Mr. Pope's opinion piece in the Wall Street Journal might lead some to believe he is very knowledgeable about the ethanol industry. But there are many areas of ethanol he doesn't know much about.

He continues to perpetuate the myth that ethanol production consumes 40 percent of the U.S. corn crop. Mr. Pope states: ``Ethanol now consumes more corn than animal agriculture does.''

Everyone with a basic understanding of a livestock farm--even a kernel of corn--or of an ethanol plant knows that is not a true statement. According to the U.S. Department of Agriculture, 37 percent of the corn crop is used in producing ethanol. But--and a very important but--the value of corn does not simply vanish when ethanol is produced.
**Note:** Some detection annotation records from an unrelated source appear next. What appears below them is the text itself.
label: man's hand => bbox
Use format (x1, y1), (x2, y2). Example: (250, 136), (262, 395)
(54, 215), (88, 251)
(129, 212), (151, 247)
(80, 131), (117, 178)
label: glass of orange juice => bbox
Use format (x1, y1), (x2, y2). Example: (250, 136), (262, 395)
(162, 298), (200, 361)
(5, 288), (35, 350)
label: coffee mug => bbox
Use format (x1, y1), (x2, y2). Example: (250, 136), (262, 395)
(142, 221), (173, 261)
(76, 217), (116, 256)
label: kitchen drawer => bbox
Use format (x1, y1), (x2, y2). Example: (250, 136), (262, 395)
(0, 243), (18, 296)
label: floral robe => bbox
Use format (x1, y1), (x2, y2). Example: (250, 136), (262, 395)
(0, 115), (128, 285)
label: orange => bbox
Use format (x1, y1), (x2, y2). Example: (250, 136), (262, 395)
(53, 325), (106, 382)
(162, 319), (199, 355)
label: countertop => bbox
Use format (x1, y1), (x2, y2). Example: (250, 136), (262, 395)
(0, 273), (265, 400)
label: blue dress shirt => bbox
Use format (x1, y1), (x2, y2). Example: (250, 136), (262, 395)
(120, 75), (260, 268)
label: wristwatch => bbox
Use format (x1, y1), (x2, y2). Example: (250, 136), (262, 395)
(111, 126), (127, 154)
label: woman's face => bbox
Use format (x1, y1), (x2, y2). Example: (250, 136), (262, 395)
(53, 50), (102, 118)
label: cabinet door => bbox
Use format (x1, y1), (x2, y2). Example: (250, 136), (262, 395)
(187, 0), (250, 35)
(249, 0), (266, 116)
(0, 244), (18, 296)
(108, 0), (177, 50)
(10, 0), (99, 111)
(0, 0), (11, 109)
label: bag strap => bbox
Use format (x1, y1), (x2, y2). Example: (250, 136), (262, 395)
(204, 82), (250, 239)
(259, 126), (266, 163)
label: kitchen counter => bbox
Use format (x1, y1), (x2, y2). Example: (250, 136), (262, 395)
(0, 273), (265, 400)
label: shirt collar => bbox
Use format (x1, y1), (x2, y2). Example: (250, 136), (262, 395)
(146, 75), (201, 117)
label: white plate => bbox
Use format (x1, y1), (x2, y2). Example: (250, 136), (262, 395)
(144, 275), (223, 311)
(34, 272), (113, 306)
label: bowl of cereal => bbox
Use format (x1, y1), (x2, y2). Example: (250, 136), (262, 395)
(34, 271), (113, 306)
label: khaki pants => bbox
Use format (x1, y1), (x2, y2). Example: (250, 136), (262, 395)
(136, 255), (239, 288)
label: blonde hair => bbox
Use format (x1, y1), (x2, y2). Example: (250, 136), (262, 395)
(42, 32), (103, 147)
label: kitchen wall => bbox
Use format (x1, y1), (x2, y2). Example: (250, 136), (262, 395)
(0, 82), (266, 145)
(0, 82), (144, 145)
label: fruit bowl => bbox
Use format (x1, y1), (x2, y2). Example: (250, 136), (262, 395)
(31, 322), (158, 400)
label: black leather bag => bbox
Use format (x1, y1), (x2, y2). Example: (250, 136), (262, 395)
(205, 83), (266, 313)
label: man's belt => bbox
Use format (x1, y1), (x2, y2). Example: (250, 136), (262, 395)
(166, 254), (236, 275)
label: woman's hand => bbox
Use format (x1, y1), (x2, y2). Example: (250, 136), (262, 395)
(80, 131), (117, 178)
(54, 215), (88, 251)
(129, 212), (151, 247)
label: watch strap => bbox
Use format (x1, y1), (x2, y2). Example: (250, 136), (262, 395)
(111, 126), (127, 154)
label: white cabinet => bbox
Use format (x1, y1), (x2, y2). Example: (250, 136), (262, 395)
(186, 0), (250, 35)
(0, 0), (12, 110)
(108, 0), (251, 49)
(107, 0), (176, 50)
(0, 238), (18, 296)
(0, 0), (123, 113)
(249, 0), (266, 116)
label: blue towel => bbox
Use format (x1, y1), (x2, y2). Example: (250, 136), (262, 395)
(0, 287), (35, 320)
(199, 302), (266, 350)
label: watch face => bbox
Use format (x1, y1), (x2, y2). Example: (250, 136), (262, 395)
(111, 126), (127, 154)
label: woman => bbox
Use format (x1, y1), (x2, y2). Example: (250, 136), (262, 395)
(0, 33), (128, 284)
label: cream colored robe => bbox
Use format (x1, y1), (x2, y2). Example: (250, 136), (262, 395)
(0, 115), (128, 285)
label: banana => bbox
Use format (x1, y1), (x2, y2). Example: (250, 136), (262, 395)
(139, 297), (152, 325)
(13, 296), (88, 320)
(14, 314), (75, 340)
One-third of the corn--that is, 18 pounds out of every 56-pound bushel--reenters the market as a high-value animal feed called dried distillers grain. I would imagine millions of hogs raised by our farms every year are fed a diet containing this ethanol coproduct. For sure it is a very big feed product for cattle. Of course, Mr. Pope appears to be unaware of its existence.

When the distillers grains are factored in; that is, 18 pounds out of the 56 pounds that is left over after you make ethanol, 43 percent of the corn supply is available for animal feed. Only 28 percent is used for ethanol--unlike the 40 percent Mr. Pope says. This is the inconvenient truth of ethanol detractors. They prefer to live in a bubble where they believe ethanol is diverting corn from livestock use. That is just not the case.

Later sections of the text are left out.